第14話 おら!
♡都会的なイメージのある虎姫なんだけど、お酒の力で本当の自分のことを語り出したの、言葉のひとつひとつが真剣で重みのある言葉だったわ。
そして3人が話していると、日吉の携帯に電話がかかり奥に行ってなんか話しているわね。♥
「じゃぁ、いま竹生のためにやっていることって、虎姫さんがしたいことなんだ。」
「んだ、最後までイベントをみとどけたいなぁって思ってな。
あの、莉央さんは未来のためにしたいことってあっか?」
「うん、私、マキちゃんを見ていたら、なんか竹生っていい街なんだなって、思えてきてさ、高校生の頃は東京に行って、モデルして、女優になってって思っていたんだけどね。狭き門に叩きのめされちゃった。」
「んだな、テレビで活躍してる人って、ほんの一握りだもんなぁ。」
「だからさ、今のマキちゃんはすごいなぁって思ってるんだ。必死にお味噌作って、竹生のために実行委員としても頑張って。まるで浜さんみてるみたいで。あっ、マキちゃんの本当のおばあちゃんなんだけどね。」
「聞いてます、この街の女ボスだっで。

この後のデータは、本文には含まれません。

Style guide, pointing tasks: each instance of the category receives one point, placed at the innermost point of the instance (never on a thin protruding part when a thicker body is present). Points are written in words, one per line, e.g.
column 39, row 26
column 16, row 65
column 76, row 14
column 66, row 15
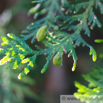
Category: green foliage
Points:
column 64, row 21
column 13, row 90
column 93, row 93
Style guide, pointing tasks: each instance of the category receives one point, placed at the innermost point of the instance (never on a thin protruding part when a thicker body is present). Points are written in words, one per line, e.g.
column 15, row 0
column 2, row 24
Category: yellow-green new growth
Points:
column 57, row 59
column 41, row 34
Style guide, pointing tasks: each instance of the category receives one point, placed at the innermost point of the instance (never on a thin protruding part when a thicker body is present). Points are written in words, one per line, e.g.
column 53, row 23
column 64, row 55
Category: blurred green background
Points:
column 37, row 87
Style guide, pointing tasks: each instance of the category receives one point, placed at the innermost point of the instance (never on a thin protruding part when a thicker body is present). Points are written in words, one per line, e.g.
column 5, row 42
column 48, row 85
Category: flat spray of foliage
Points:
column 93, row 93
column 65, row 19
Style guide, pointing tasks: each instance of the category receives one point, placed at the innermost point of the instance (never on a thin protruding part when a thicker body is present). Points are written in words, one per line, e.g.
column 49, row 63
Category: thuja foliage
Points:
column 64, row 21
column 94, row 91
column 11, row 89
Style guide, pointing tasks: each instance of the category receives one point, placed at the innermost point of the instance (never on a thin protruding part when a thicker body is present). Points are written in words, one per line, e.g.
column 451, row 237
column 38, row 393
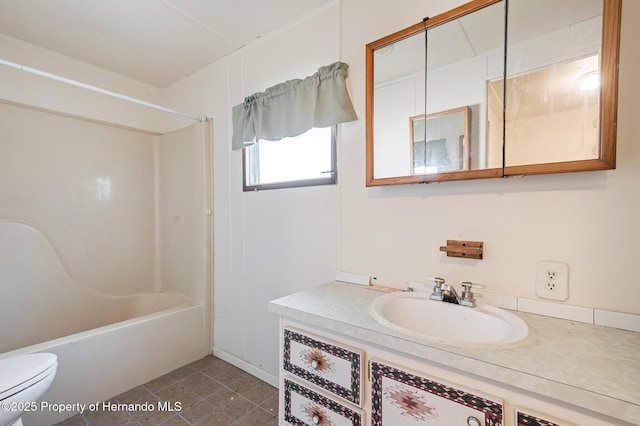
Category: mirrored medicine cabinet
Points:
column 494, row 88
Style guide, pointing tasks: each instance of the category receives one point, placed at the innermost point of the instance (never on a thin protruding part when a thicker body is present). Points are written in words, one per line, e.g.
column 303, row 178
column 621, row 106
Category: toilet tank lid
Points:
column 18, row 369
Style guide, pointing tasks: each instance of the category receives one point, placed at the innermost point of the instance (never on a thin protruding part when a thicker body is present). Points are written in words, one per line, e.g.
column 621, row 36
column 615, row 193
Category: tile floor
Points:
column 210, row 392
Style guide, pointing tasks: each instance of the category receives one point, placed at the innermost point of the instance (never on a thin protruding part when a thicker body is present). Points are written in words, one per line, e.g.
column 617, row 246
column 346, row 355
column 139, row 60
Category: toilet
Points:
column 23, row 380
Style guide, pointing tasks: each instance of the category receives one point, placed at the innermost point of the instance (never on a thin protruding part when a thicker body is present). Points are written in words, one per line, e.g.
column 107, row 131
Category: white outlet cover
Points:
column 560, row 290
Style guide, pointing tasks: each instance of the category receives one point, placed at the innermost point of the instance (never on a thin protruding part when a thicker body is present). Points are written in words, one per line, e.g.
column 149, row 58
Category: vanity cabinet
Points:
column 404, row 398
column 526, row 417
column 327, row 378
column 321, row 381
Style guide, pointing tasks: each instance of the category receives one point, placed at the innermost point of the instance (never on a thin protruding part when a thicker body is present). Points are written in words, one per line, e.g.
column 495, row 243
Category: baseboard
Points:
column 244, row 365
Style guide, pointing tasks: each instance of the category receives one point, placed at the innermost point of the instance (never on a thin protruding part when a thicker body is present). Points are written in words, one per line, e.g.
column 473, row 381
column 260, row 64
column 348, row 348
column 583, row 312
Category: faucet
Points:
column 447, row 293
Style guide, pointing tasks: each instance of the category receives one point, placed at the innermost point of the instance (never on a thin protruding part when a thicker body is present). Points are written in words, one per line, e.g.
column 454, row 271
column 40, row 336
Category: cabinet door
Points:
column 333, row 367
column 400, row 397
column 303, row 406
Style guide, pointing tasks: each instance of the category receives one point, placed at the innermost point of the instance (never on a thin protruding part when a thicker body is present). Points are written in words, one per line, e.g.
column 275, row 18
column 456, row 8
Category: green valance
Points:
column 294, row 107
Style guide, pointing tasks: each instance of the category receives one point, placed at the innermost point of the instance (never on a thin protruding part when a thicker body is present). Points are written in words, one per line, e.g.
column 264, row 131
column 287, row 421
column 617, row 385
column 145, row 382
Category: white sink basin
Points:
column 414, row 314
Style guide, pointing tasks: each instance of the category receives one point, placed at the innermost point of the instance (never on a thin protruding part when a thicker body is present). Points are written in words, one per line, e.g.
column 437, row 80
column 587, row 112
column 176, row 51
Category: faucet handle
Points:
column 468, row 298
column 437, row 289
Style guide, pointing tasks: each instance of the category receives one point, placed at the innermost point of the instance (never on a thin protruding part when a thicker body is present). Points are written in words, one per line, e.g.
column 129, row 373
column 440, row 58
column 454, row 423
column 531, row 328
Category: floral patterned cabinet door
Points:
column 334, row 368
column 304, row 407
column 403, row 398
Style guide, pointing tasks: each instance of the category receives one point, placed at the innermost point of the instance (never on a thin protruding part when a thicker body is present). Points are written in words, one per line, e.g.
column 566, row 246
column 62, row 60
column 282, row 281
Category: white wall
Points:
column 89, row 188
column 272, row 243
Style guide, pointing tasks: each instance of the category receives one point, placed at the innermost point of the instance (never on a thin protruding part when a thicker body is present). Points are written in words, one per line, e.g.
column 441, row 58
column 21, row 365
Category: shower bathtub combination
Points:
column 105, row 344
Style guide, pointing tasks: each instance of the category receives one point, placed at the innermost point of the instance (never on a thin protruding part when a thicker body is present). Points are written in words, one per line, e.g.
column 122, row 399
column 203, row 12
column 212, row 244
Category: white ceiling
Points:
column 157, row 42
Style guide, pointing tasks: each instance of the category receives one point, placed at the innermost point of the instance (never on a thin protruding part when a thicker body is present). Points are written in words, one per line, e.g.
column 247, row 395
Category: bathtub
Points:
column 105, row 344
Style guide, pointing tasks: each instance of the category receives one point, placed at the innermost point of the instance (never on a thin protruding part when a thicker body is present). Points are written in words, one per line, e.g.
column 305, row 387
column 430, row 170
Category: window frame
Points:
column 330, row 179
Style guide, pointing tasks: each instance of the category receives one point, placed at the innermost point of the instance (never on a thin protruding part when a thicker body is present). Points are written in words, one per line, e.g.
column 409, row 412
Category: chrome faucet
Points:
column 447, row 293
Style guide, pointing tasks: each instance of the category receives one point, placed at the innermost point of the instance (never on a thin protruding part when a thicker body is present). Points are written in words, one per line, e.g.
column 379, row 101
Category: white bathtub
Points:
column 105, row 344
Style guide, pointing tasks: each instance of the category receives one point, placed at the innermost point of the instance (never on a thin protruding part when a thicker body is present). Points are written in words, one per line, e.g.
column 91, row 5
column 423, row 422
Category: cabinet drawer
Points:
column 400, row 397
column 524, row 418
column 302, row 407
column 335, row 368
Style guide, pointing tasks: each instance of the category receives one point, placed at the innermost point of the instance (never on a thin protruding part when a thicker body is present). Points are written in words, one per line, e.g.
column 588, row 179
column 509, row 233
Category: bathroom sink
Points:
column 414, row 314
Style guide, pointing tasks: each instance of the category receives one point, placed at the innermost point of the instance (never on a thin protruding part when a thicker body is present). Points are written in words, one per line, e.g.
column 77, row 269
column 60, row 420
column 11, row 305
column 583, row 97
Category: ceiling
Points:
column 157, row 42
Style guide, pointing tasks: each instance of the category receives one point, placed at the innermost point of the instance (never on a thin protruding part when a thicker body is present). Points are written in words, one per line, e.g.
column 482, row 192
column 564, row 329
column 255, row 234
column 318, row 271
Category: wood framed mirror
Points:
column 520, row 70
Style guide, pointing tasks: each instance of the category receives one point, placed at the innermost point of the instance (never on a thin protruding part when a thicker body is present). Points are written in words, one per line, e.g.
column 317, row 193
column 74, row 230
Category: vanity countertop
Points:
column 590, row 366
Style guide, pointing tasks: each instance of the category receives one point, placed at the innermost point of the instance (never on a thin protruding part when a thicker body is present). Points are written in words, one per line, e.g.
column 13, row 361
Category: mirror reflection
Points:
column 459, row 57
column 557, row 113
column 552, row 103
column 440, row 142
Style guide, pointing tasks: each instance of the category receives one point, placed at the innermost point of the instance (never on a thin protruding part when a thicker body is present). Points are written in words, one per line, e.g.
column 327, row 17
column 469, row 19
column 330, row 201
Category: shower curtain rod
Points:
column 98, row 90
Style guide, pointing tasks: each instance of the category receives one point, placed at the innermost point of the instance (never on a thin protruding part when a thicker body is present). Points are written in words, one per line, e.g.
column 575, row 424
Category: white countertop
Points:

」
「あはは、それ聞いたら浜さん怒るよ!だれがボスや!って言ってね。
でも最近思うんだ。なんかこの街にいながら情報の発信ができたらいいなぁって。この街情報をみんなに届けるラジオDJとか。でもこんな田舎だからだれも聞かないかな。」
「んなこと、ねーだよ。誰かは聞いてくれるって、それにこの街でなくて、黒壁も合わせれば結構なエリアになるんでねーが?」
「地域ラジオか、できたらいいなぁ。」
♡二人がカウンターに並びビールを飲みながら、自分の未来像を語り合っているね。ちょっと勘違いしてしまいそうな雰囲気だけど。うふっ。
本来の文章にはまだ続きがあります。